L'avis est émis dans les conditions fixées par arrêté du ministre chargé de l'immigration et du ministre chargé de la santé au vu, d'une part, d'un rapport médical établi par un médecin de l'office et, d'autre part, des informations disponibles sur les possibilités de bénéficier effectivement d'un traitement approprié dans le pays d'origine de l'intéressé.

Les orientations générales mentionnées au troisième alinéa de l'article L. 425-9 sont fixées par arrêté du ministre chargé de la santé.

Pour l'application du 11° de l'article L. 313-11, le préfet délivre la carte de séjour au vu d'un avis émis par un collège de médecins à compétence nationale de l'Office français de l'immigration et de l'intégration.

L'avis est émis dans les conditions fixées par arrêté du ministre chargé de l'immigration et du ministre chargé de la santé au vu, d'une part, d'un rapport médical établi par un médecin de l'Office français de l'immigration et de l'intégration et, d'autre part, des informations disponibles sur les possibilités de bénéficier effectivement d'un traitement approprié dans le pays d'origine de l'intéressé.

Les orientations générales mentionnées à la quatrième phrase du 11° de l'article L. 313-11 sont fixées par arrêté du ministre chargé de la santé.

jurisprudences

6. D'autre part aux termes de l'article 6 de l'arrêté du 27 décembre 2016 : " Au vu du rapport médical mentionné à l'article 3, un collège de médecins désigné pour chaque dossier dans les conditions prévues à l'article 5 émet un avis (...) précisant : a) si l'état de santé de l'étranger nécessite ou non une prise en charge médicale ; b) si le défaut de cette prise en charge peut ou non entraîner des conséquences d'une exceptionnelle gravité sur son état de santé ; c) si, eu égard à l'offre de soins et aux caractéristiques du système de santé dans le pays dont le ressortissant étranger est originaire, il pourrait ou non y bénéficier effectivement d'un traitement approprié ; d) la durée prévisible du traitement (...) L'avis émis à l'issue de la délibération est signé par chacun des trois médecins membres du collège.".

7. Pour prendre la décision contestée du 18 novembre 2020, le préfet de police s'est fondé sur un avis du collège des médecins de l'Office français de l'immigration et de l'intégration du 4 juin 2020 aux termes duquel il est atteint d'une pathologie susceptible de l'exposer à des conséquences d'une exceptionnelle gravité mais il peut effectivement bénéficier d'un traitement approprié dans son pays d'origine.

8. En réponse au moyen soulevé par M. A... et tiré de ce qu'il n'est pas établi que l'avis du collège des médecins de l'Office français de l'immigration et de l'intégration avait été pris selon une procédure régulière, notamment qu'il ne comportait ni les mentions prévues par l'arrêté du 27 décembre 2016 ni les signatures des médecins, le préfet de police n'a produit en première instance, contrairement à ce que relève le jugement, que le bordereau d'envoi par lequel l'Office français de l'immigration et de l'intégration lui a transmis cet avis.

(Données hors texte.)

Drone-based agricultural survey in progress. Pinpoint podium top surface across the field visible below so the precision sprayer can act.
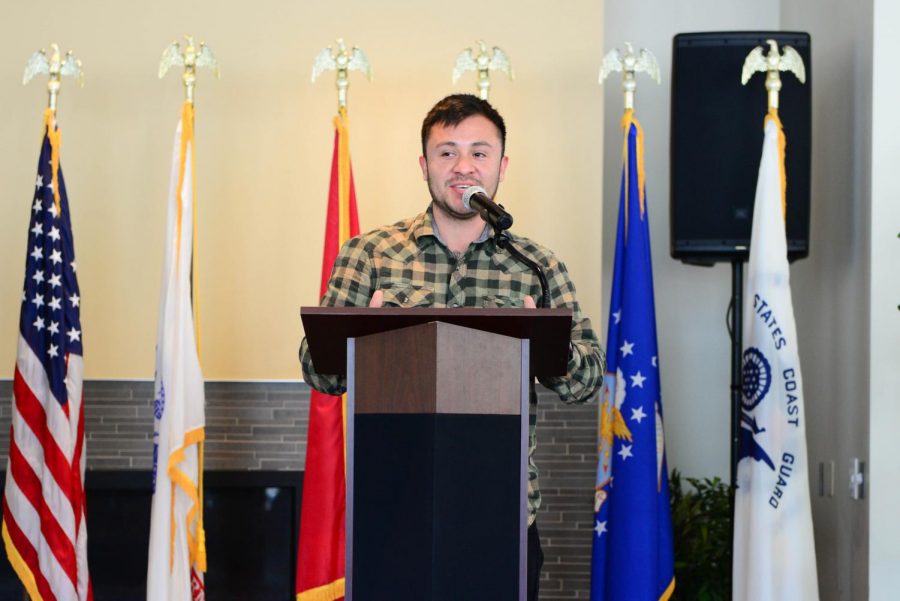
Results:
[300,307,572,376]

Si ce bordereau comporte l'identité du médecin qui l'a examiné ainsi que celles des médecins du collège, il ne comporte ni leur signature ni les mentions prévues par l'article 6 de l'arrêté du 27 décembre 2016 précité. Dans ces conditions, M. A... est fondé à soutenir que la décision du préfet de police refusant de lui délivrer un titre de séjour sur le fondement du 11° de l'article L. 313-11 du code de l'entrée et du séjour des étrangers et du droit d'asile a été prise à l'issue d'une procédure irrégulière. Ce vice de procédure a privé l'intéressé d'une garantie et, au surplus, a été susceptible d'exercer une influence sur le sens de la décision du préfet de police.